The fire of Prometheus

Not all scientists oppose He's experimentation. George Church, a famed geneticist at Harvard University, told The Associated Press, “I think this is justifiable” as HIV is "a major and growing public health threat."
He said he would not use CRISPR-Cas9 to change people's skin color, eye color, memory or intelligence, except to treat diseases.

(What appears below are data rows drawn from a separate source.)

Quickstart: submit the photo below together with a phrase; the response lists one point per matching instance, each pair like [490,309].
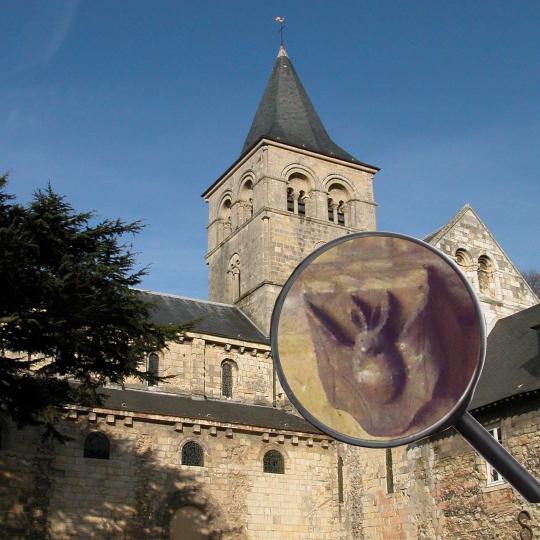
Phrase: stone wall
[440,485]
[270,242]
[194,368]
[505,291]
[57,493]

Some netizens support him, claiming that human gene editing is just a technology like organ transplantation and it is scientists that have been motivating human progress.
“Editing the genes of your children to not have a horrible hereditary virus is common sense and any normal parent would do that without even blinking,” a comment reads.
According to the findings of a Pew Research Center survey conducted from April to May 2018, 72 percent of Americans thought “changing an unborn baby's genetic characteristics to treat a serious disease or condition that the baby would have at birth is an appropriate use of medical technology,” while around 80 percent said it would be taking the technology too far if used to make a baby more intelligent.
So is gene editing merely the latest tool in our journey to influence our environment, or something else entirely? Dilemmas that were once controversial such as artificial insemination, IVF (in vitro fertilization), cloning, and surrogacy have all been gradually accepted by the scientific community.
In February 2017, the U.S.' National Academy of Sciences even gave a cautious thumbs-up to genome editing of embryos in order to prevent serious disease, under narrow circumstances.
Journalists flood the conference site of second International Summit on Human Genome Editing in Hong Kong, China, November 28, 2018. /VCG Photo

Journalists flood the conference site of second International Summit on Human Genome Editing in Hong Kong, China, November 28, 2018. /VCG Photo

Human, Nature, Science

Since the discovery of the DNA structure in the 1950s, our understanding of what makes us human was fundamentally changed. The blueprint of life was laid bare before us, but it would take decades of scientific progress to learn how to manipulate this biological code. Though public imagination ran wild at the possibilities of creating Frankenstein's monster or even super humans, public awareness of the actual science behind genes and their expression in the human body lagged far behind. Meanwhile, fear of altering humans and their unforeseen consequences loomed large.
Humankind has tried to control nature at least since the beginning of agriculture, taming and breeding plants and animals to our liking. From domesticating the modern pig in China to cultivating the seedless yellow banana that we all know and love, homo sapiens have bent the natural order to their will. However, the ability to edit genes has presented us with a new conundrum, because the precision with which we alter our very selves – and even our identities – can start when we are unicellular.